The tech companies banded together to draft an “industry specification to help combat the misuse of Bluetooth location-tracking devices for unwanted tracking,” according to a press release.
The specification will allow the location-tracking devices to be compatible with unauthorized tracking detection and alerts, which will allow users to be notified if they are being tracked by an AirTag.
Military Expanding the Use of Fitness Trackers to Detect Disease Outbreaks Such as COVID
The Pentagon is expanding the use of wearable fitness trackers to help predict outbreaks of infectious diseases such as COVID-19 as the use of the technology, such as watches and rings, spreads in the military despite early security concerns.

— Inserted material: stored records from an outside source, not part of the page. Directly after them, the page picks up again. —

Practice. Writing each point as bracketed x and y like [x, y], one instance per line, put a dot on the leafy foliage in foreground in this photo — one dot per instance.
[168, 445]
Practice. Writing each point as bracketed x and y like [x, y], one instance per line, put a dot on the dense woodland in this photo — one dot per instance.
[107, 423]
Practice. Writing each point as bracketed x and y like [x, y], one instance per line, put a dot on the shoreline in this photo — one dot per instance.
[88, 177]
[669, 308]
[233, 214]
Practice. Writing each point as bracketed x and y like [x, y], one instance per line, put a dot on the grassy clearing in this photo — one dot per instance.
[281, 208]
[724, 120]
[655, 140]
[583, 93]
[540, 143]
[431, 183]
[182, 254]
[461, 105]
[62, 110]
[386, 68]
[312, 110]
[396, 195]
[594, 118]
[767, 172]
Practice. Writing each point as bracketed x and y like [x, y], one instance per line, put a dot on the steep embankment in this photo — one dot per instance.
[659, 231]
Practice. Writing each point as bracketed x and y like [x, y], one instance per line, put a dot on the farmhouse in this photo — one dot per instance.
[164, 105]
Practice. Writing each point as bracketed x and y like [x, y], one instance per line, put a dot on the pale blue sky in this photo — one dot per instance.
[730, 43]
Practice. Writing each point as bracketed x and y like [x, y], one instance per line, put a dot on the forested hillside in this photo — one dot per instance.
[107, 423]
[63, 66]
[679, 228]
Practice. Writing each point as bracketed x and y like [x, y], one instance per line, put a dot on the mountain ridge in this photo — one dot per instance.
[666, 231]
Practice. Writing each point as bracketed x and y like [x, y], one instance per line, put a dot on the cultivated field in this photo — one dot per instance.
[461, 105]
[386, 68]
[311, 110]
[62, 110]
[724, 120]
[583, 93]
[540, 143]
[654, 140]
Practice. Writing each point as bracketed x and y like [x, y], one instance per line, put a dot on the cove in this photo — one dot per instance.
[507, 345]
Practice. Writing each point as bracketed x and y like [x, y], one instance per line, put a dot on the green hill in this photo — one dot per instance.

The Defense Innovation Unit, an entity within the Pentagon focused on pairing commercially available technology with military uses, says that it had success during the pandemic in identifying infections by marrying an artificial intelligence algorithm with a commercial device.
The breakthrough allowed the DIU to predict sickness and transmission days in advance. Its announcement comes as the Pentagon looks to apply wearable trackers across the force, not only to better detect diseases but to bolster health through sleep, diet and exercise tracking.
The project used COVID-19 data to teach an artificial intelligence algorithm to predict when a service member may start getting sick — even up to 48 hours before symptoms appear.
Samsung Bans Employees From Using AI Tools Like ChatGPT and Google Bard After an Accidental Data Leak, Report Says
Samsung has introduced a new policy banning employees from using generative AI tools like Open AI’s ChatGPT and Google Bard in the workplace, Bloomberg reported Tuesday.
In an internal memo viewed by Bloomberg, the company expressed concerns about data being shared on AI platforms and ending up in the hands of other users.
The new policy comes after Samsung engineers accidentally leaked internal source code by uploading it into ChatGPT in April, the memo said.